Taranmış tel tel koyun yünlerini büyük, hasır rulolar içersinde taban darbeleri ve alın teri ile sıkıştırılıp, sıcak hamam ortamlarında sabunla pişirerek keçeleştiren solgun benizli, nahif yapılı keçeciler; dağdaki çobanının soğuk ve yağmur işlemez kepeneğini yüz yıllar boyu ürettiniz. Bir hamam sıcağı, bir soğuktaki meşakkatli mesleğiniz nerede ise hepinizi verem etti.
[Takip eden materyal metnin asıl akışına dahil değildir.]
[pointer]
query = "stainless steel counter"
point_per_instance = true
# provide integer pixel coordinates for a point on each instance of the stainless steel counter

Ama ölümünüz veremden olmadı, sentetik müflonlu parkalar yitirdi sizleri.
Belinizdeki bohçada bir kucak kara keçi kılı nasırlaşmış parmaklarınız arasından, bir çıkrık önünde ömür boyu hep geri geri giderek büküm büküm ip oldu. İpler yular oldular, heybe oldular, at örtüsü, yem torbası, neler neler oldular... Sonra bir gün naylon ip geldi “mertlik bozuldu”. Sizler de yok oldunuz… Adınız kaldı yadigâr Anadolu yollarında, yurdumun kamyonlarında kaporta üzerine “Mutaf” diye yazılı...
Sol elindeki kemane yardımı ile hareketlendirdiği küçük tornasında diğer eli ile kaplumbağa kabuklarında, kemikte, zeytin çekirdeğinde, ağaç kökünde kehribarda, taşlarda tane tane, sabır sabır ömür tüketen tespihçiler, ya sizleri anımsayan kaldı mı? En az yarısı eli tespihli ulusumuzun fertleri, ellerindeki hac yolu ile gelmiş uzak doğu üretimi tespihleri çekerken sizlere hiç fatiha okuyan var mı acep?
Gönül isterdi ki; meslek odaları, esnaf dernekleri, federasyonlar iş sarayları, gökdelenlere harcadıkları bütçelerinden bir küçük pay ayırıp, hiç olmazsa turistik illerin çarşılarında, yok olan meslek dallarının her birinden bir örneği yaşatsalar.